Le retour des Romanov
L’idée d’un retour de la monarchie en Russie est loin d’être nouvelle. Évoquée sous la présidence de Boris Eltsine (1992-1999) qui avait songé à faire venir auprès de lui le Grand-duc héritier George Romanov, elle resurgit régulièrement dans un pays qui se réapproprie progressivement son histoire. Les Romanov ont été réhabilités, canonisés et le Tsar Nicolas II, hier décrié comme étant un implacable tyran durant la période communiste, est aujourd’hui une des personnes préférées des Russes. Jouant à la fois sur la nostalgie impériale et soviétique, l’occupant du Kremlin a été plusieurs fois interrogé sur la possibilité d’un retour de la monarchie après son départ. « Officiellement pas sur son agenda » avait répondu Poutine au réalisateur Oliver Stone qui lui posait justement cette question lors d’une interview historique.
Habitués à brouiller les pistes, ses conseillers préfèrent démentir toute idée du genre ou nuancer ses propos. « Le président Vladimir Poutine voit l’émergence de cette idée sans réel optimisme mais reste très ouvert sur le sujet » avait alors expliqué Dimitri Peskov, le porte-parole du gouvernement en 2017, réfutant tout soutien à Konstantin Malofeev et son « initiative personnelle ». Du côté des Romanov, on se tient prêt à un éventuel retour. « Le retour d’un attachement à la foi et la tradition suscite à son tour un intérêt accru pour la monarchie. Je suis convaincu que la monarchie pourrait être à nouveau très utile à la fois en Russie et dans de nombreux autres pays. La monarchie héréditaire offre une continuité – une continuité vivante et résolue – avec le passé et peut servir de véritable arbitre neutre dans la société parce que son pouvoir n’est pas tributaire d’un parti ou d’un groupe politique.
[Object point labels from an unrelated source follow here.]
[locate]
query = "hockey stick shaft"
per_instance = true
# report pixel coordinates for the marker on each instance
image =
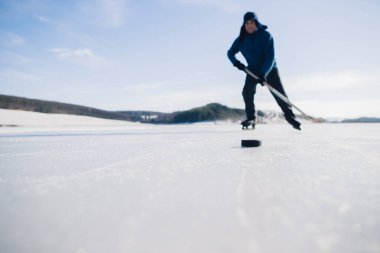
(278, 94)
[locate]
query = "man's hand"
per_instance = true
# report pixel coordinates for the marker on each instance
(261, 78)
(239, 65)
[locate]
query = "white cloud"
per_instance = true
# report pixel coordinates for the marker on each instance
(108, 13)
(10, 57)
(334, 81)
(225, 5)
(8, 38)
(13, 75)
(84, 57)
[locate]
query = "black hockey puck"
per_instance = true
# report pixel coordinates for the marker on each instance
(250, 143)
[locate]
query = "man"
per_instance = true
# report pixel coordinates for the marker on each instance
(256, 45)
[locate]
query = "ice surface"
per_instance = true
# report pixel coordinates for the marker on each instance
(190, 188)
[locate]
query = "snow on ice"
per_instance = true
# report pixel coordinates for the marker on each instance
(116, 186)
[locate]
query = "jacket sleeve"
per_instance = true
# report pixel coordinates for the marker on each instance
(233, 51)
(268, 56)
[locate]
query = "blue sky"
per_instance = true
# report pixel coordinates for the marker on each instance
(168, 55)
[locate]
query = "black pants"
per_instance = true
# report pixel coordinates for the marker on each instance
(249, 91)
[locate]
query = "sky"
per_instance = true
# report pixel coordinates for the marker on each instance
(170, 55)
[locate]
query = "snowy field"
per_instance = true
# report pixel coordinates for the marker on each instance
(110, 186)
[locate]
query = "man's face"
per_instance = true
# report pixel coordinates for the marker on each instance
(250, 26)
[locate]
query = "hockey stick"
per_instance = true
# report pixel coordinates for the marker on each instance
(282, 97)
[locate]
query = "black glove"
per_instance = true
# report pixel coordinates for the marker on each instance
(261, 78)
(239, 65)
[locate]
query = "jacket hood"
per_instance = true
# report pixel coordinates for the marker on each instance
(252, 16)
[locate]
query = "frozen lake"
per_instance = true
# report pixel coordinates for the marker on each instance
(190, 188)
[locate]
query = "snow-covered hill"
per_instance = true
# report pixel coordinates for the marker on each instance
(121, 187)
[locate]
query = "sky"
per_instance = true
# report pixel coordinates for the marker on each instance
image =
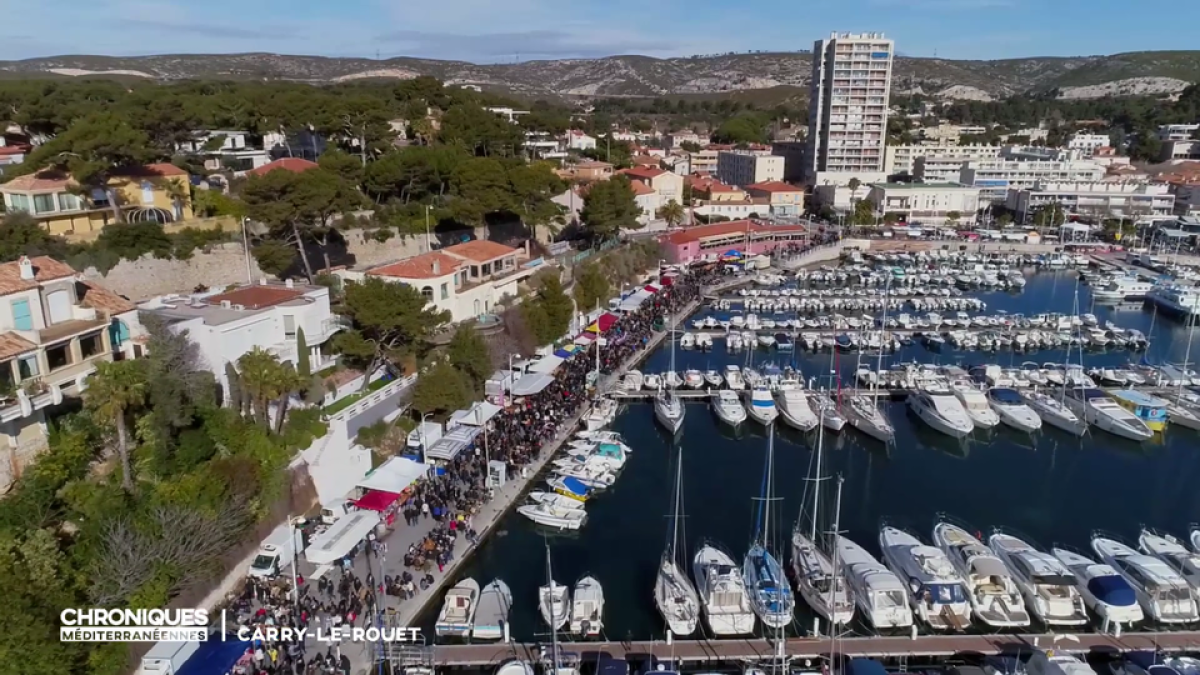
(490, 31)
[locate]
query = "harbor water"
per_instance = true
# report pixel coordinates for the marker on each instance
(1050, 487)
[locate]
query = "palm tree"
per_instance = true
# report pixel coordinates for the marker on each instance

La monarchie défend et protège les intérêts de la nation entière dans son ensemble. Si nous parlions de réformes progressives et de changement, je dirais encore une fois que la monarchie est un vecteur de modernité beaucoup plus efficace que les républiques » a déclaré pas plus tard que cet été dernier la Grande duchesse Maria Wladmirovna, actuelle prétendante au trône de Russie et descendante d’Alexandre II. Un Tsar resté célèbre pour avoir aboli le servage. Reste à savoir si les Russes suivront massivement le mouvement de Konstantin Malofeev qui a reçu le soutien de divers députés et sénateurs. À moins que Vladimir Poutine ne finisse par se couronner lui-même comme certains en rêvent ouvertement en Russie.